Technical outlook: Nifty has crossed an all-time high of 17k last month and now the upside target is 18k levels by the end of the year due to the positive economic indicators. The outlook for this month still remains positive but it may see some consolidation through this Bull Run, mainly due to some concerns regarding high valuations. Looking at the technicals there is an immediate resistance at 17600 and major resistance around 18000 levels in the month of Sep. There is immediate support at 16700levels and major support at 16200 levels. The RSI for Nifty50 is around 77 which signify that it is near the overbought zone.
The Global market outlook although remains positive, concerns growing cases of delta variant have made investors cautious. The US economy continues to grow at a healthy pace and The US fed chair, in the meeting last Friday as expected reiterated that the rise in inflation is likely transitory and would closely monitor the situation.
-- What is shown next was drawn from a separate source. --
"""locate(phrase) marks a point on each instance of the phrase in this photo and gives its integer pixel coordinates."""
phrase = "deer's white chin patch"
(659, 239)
The Eurozone continued to grow at a strong pace in August and it is expected to continue this month but there may be slight deceleration, largely due to supply chain obstacles. Indicators point to a deceleration of China’s economy – rising infections, new restrictions on mobility, supply chain bottlenecks, natural disasters. The outlook remains positive but it may experience some consolidation and minor pullbacks.
Gold market has been trading sideways and consolidation in August. In the month of August gold remained around the 47000-48000 range. The fall of dollar against rupee might influence gold’s rate reflecting a lower gold price in the domestic markets since dollar to rupee conversion improved. The Gold has been underperforming since mid 2020 due to the strong uptrend in Equity market. There is no major trend and it may remains sideways as of now.
WHAT should Customers Do?
We have stated in the past market outlook that Market is appearing at stretched valuation but the trend is positive. Market have run a lot and given staggering return post fall in Mar’20 due to Pandemic. Here Its worth mentioning about the theory of reflexivity to explain a bit about this movement. Reflexivity in economics is the theory that a feedback loop exists in which investors’ perceptions affect economic fundamentals, which in turn changes investor perception. Reflexivity theory states that investors don’t base their decisions on reality, but rather on their perceptions of reality instead. The process is self-reinforcing and tends toward disequilibrium, causing prices to become increasingly detached from reality. George Soros is famous for formulating the general theory of reflexivity which says that market always react to the extreme on upside and downside and this explains the boom and bust cycles. However, the theory has the limitations and one cannot time the top and bottoms of the market. Investors should always follow a disciplined approach towards Investing and follow the prudent asset allocation process and Indian market is in Bull Run with long term growth story.